Perto de casa há um parquinho. Passo por ali todo dia e quase nunca vejo uma criança. O lugar não me diz nada, parece esquecido, envelhecido como toda a quadra. Não consigo adivinhar o passado que ele esconde. Por vezes, o cronista Daniel Cariello também passa por ali. Mas que diferença de sentimentos aquele parquinho evoca! Porque Daniel cresceu naquela região, viu os anos de glória daquela quadra. Disputou partidas memoráveis no parquinho e viveu ali por perto algumas de suas melhores histórias da infância. Essas lembranças perfazem grande parte do seu novo livro de crônicas – “Cidade dos sonhos – Crônicas brasilienses (Selo Longe, 2015). E de repente eu começo a imaginar como deve ter sido bom viver, crescer aqui em Brasília.

Não que aquela quadra pareça hoje, ao Daniel, melhor do que a mim. Ele mesmo reconhece: é um outro lugar, que em nada lembra o período de sua infância. Sempre que passa por ali sente uma dor no coração, porque é como se o terrível pesadelo que é tema da crônica-título tivesse se tornado realidade: as casas estão cercadas, eletrificadas, com lanças pontiagudas no portão, as áreas de lazer estão menores e vazias, e nem mesmo o moço do picolé continua a passar. A cidade, no entanto, resiste nas suas lembranças, e delas passam para as crônicas, que não tem, em geral, essa melancolia – são antes celebrações desta inusitada cidade que é capital do país.

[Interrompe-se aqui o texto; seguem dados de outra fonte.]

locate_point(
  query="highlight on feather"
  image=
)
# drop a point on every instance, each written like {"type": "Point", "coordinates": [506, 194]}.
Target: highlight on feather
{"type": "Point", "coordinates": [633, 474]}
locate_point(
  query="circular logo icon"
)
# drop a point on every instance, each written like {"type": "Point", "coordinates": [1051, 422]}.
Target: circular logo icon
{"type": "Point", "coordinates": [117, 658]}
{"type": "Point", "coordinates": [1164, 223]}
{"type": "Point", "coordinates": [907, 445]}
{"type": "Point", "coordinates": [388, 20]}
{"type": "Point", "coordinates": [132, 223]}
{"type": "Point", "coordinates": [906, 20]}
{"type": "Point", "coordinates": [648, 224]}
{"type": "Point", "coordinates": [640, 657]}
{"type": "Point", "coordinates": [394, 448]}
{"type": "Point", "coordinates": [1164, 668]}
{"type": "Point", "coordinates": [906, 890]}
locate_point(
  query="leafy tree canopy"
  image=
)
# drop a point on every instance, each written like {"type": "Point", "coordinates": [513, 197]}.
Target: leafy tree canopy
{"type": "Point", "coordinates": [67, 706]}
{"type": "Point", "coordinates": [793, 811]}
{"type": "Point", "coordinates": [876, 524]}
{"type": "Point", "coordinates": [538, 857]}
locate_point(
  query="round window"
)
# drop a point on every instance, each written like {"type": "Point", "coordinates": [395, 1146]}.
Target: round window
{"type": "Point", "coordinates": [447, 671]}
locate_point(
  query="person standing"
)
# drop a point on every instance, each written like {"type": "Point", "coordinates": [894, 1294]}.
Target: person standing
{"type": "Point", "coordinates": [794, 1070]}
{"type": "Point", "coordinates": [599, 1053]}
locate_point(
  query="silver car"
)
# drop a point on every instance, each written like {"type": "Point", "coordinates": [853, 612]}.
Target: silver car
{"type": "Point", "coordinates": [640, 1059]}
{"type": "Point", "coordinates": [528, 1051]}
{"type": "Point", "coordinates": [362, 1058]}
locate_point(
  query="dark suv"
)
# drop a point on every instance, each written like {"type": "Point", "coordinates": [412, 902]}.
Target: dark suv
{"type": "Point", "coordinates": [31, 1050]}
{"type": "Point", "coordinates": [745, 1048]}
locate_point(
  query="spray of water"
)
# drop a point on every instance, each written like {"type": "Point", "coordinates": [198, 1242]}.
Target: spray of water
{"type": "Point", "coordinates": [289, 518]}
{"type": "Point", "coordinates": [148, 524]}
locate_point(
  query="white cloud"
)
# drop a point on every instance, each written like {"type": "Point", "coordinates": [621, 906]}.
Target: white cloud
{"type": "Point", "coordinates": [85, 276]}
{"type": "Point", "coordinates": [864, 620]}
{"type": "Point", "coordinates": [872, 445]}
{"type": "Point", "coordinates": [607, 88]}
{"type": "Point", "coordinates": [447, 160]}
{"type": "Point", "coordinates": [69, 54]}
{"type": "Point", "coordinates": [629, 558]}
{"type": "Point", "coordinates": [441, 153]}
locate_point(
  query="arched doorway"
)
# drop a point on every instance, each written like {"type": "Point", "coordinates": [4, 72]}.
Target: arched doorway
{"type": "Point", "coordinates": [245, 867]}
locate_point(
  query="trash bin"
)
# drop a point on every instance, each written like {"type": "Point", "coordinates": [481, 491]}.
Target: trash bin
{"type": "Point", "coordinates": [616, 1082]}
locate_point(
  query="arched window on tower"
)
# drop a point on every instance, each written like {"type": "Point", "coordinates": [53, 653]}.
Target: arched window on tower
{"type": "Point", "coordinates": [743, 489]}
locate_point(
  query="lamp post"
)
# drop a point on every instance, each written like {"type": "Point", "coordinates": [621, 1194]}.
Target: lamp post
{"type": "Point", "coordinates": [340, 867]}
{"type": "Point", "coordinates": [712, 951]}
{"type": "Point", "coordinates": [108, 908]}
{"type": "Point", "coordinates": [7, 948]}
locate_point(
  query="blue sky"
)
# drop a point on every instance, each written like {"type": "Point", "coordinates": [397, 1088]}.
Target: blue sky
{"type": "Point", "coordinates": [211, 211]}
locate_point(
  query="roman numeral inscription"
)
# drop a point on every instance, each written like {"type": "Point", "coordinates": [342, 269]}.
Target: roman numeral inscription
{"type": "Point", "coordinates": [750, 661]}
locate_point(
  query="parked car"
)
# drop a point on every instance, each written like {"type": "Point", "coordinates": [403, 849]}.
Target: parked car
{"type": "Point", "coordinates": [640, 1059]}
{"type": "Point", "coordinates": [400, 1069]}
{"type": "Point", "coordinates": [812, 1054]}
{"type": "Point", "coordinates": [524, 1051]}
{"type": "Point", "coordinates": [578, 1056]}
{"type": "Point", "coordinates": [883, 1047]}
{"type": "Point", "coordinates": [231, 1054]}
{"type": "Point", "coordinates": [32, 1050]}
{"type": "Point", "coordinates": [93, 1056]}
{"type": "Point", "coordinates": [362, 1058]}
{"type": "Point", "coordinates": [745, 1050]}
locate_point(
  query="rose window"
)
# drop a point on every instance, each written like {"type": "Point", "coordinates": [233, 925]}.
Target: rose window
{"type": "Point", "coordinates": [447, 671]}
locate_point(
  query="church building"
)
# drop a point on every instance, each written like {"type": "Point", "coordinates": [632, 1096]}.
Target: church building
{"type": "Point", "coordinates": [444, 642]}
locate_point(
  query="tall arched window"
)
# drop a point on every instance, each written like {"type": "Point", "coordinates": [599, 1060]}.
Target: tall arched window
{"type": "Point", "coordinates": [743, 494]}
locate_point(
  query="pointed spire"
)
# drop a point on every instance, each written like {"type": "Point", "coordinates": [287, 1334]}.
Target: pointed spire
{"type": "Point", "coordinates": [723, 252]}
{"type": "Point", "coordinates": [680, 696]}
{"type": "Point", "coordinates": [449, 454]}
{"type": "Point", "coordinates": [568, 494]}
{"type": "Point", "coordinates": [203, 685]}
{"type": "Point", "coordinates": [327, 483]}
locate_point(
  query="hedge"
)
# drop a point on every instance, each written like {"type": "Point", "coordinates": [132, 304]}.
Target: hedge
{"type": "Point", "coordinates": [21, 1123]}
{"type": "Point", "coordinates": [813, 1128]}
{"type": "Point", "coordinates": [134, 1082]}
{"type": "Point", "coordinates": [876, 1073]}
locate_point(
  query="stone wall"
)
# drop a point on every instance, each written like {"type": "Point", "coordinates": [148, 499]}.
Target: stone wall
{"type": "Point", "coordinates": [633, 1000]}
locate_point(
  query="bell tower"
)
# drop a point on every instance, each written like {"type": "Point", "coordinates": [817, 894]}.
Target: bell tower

Convenhamos, Brasília é, à primeira vista, muito estranha. As ruas não têm nome de gente, são letras e números, divididas em eixos, eixinhos, eixões, cheias de tesourinhas e agulhinhas, nas quais o motorista terá grande sorte se conseguir encontrar a saída. A numeração das quadras segue uma lógica curiosíssima que exige no mínimo três meses de permanência na cidade para conseguir assimilar. E mesmo quando isso acontece é preciso estar atento aos pontos cardeais – pode ser sul, pode ser norte. Tudo é dividido por setores e há ruas só para as farmácias, ou só para as elétricas. O pedestre, este, segundo dizem, não passa de uma lenda urbana.

É com bom humor que Daniel Cariello passa por todas essas características locais. Ótimo criador de diálogos, ele capta conversas picadas dos brasilienses, ao mesmo tempo em que promove um resgate de personagens, pontos turísticos, de músicas da cidade e até suas gírias – um ônibus, em Brasília, também é um baú, enquanto que uma bicicleta pode ser um camelo, como, aliás, foi imortalizado em música da Legião Urbana. A propósito, o célebre show do grupo liderado por Renato Russo na capital federal em 1988 foi visto por Daniel, assim como a última partida de Garrincha, em 1982 – peças da história de uma cidade, memórias de quem nela crescia.

A crônica também é, afinal, uma maneira de impedir que a história se perca. Mas mesmo com a passagem do tempo, existem coisas em uma cidade que permanecem. Pode ser o motorista da van, que é o mesmo de seus tempos de criança.  Ou então o seu Rafael, que ainda passa o dia inteiro sentado, observando o vai e vem de carros, bicicleta e pessoas na Asa Sul. Às vezes é o repentino surgimento de pipoqueiros na Torre de TV. São marcas que resistem ao tempo e reforçam o sentimento de identidade do cronista com a cidade. É como ele mesmo observou: “Um ponto de referência na vida de alguém é algo com uma carga sentimental única”.

Temos, na leitura dessas crônicas, muitos encontros com o Daniel criança, personagem feliz de uma infância que, aparentemente, já não se vive nem em Brasília nem fora dela. Mas também há oportunas aparições de sua filha Louise, ao lado de quem Daniel fará nevar para que as suas bonecas tenham onde esquiar, completará um álbum de figurinhas nem que precise imprimir os cromos da Internet, colará estrelinhas no teto para que possam viajar a bordo de foguetes espaciais. Não se trata, portanto, apenas do cronista que revive a sua infância: são marcas que ele deixa para que um dia a sua filha tenha tantos motivos para se recordar desses anos quanto ele teve ao crescer em Brasília. Porque é a infância que, em toda parte, prevalece.

E no fim aquele parquinho já não me parece mais tão desprovido de graça assim.